— Когда мы двинемся дальше? — спросил Лазецкий на литературном немецком языке.
— Да… не знаю, — длинный Ханс почесал голову. Бриху показалось, что он заметил на его топорном лице усмешку превосходства. Потом немец добавил, улыбаясь, будто торговец, который не может вовремя поставить товар нетерпеливому заказчику: — Вот когда Герман придет… Не раньше.
— А когда же, черт возьми, явится этот ваш Герман? — разнервничался теперь и Камил Тайхман, не слезая со своих чемоданов. — Герман, Герман — существует ли вообще этот Герман? Нам нужно что-нибудь реальное, а не пустые посулы! Мы платим наличными, уважаемый! Он придет утром?
— Может быть, — сказал Ханс и вперевалку пошел к двери.
Борис шевельнулся, тихо зашептал:
— Вот оно! Довольно с ним нянчиться, надеюсь, Раж, вам теперь все ясно… Я пойду за ним следом и позабочусь… приготовьтесь в путь…
— Погодите! — остановил его Ондра. Он оттащил Ханса в сторону и что-то долго шептал ему на ухо. Тот слушал, кивая головой, потом недоуменно взглянул на Ондру, сделал отрицательный жест, но потом все же молча кивнул еще раз, вернулся на свой стул и перебросил мешок через жердочку. Громкий вздох облегчения! Ханс приподнялся, погасил керосиновую лампу, открыл ставни. Никто не мог уснуть; хижину наполнил запах керосина, чад ел глаза, а воображение потрясали кошмарные картины, от которых сжималось сердце. Ветер за окнами длинным помелом разметал тучи, вытряхивая из них по временам летучий дождик; капли дробно барабанили по деревянной крыше.

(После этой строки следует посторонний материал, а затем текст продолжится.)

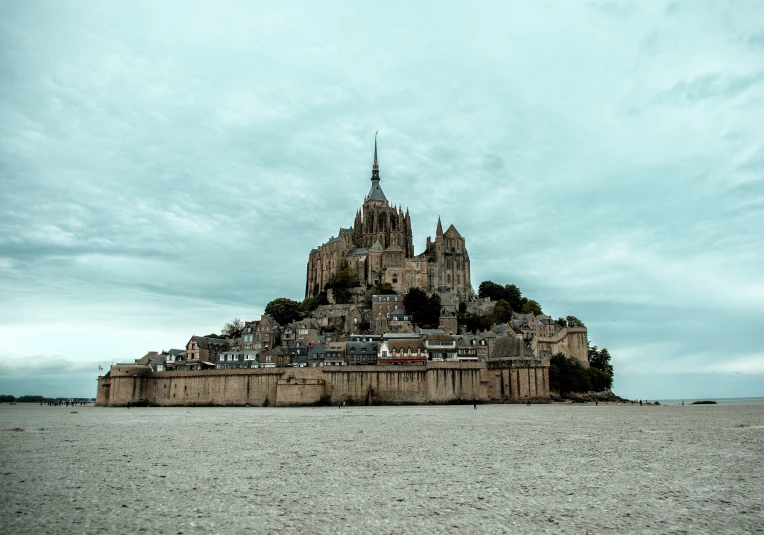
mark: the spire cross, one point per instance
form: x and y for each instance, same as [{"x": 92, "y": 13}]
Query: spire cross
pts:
[{"x": 375, "y": 166}]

Когда придет Герман… А уши заложило страхом, и они слышат только приближающиеся крадущиеся шаги… Лучик света — откуда? Светлячок, летающий в ночи… Брих сидел между Рией и Эвой на скамье, неотрывно глядя в ветреную темноту. А мысли! Так и ворошатся в мозгу… «Герман, нацист Герман! Быть может, убийца… Быть может, его руки обагрены кровью людей! Украинцы, евреи, французский рабочий, кочегар Андре, — помнишь?! — профессор из Варшавы и другие… Другие, согнанные насильно, ограбленные, вне себя от ужаса и боли, толпы изможденных тел, гниющих в предоставленных им помойных ямах гитлеровского рая! Скольких я знал? А дым, поднимавшийся над Освенцимом, Майданеком, Бухенвальдом, Берген-Бельзеном! Четыре года назад я двинулся в путь на родину. Ехали в длинном составе, набитом телами и страхами, поезд то пятился, то неуверенно въезжал на переезды; женщины падали в обморок от духоты, а мимо проплывали разбитые бомбежками фабрики и сожженные города, страна воющих сирен, куда, верно, не возвращались даже перелетные птицы; здесь горел сам воздух! Мертвенная тьма поглотила мир, и тьму эту прорезали лишь мигающие огоньки на станциях. Пьер вспоминал свой Париж. Он зацепился в памяти Пьера перекрестком незнакомых улиц, где продавали цветы. Пьер был рабочим картонажной фабрики и давал себе клятву прежде всего разделаться с Петэном, изменником, сволочью. Потом жениться на Марсели. Он показал Бриху любительскую фотокарточку с загнутыми уголками; с фотографии улыбалась черноволосая девушка — опираясь о велосипед, она стояла на маленьком мостике над речкой. Это и была Марсель. Французы сыты по горло предателями. Знаешь, кто победил Францию? Торговец, фабрикант, тип в кожаном пальто! Однажды после налета, когда они вытаскивали из-под обломков мертвых, Пьер погасил голубой пламень сварочного аппарата и ни с того ни с сего сказал: «Надо бы нам обещать друг другу, что мы сделаем все, лишь бы это не повторялось. Ради этого вот, — он с горечью повел вокруг металлическим клювом аппарата, — не стоило трудиться. Сколько человеческого труда здесь погребено!»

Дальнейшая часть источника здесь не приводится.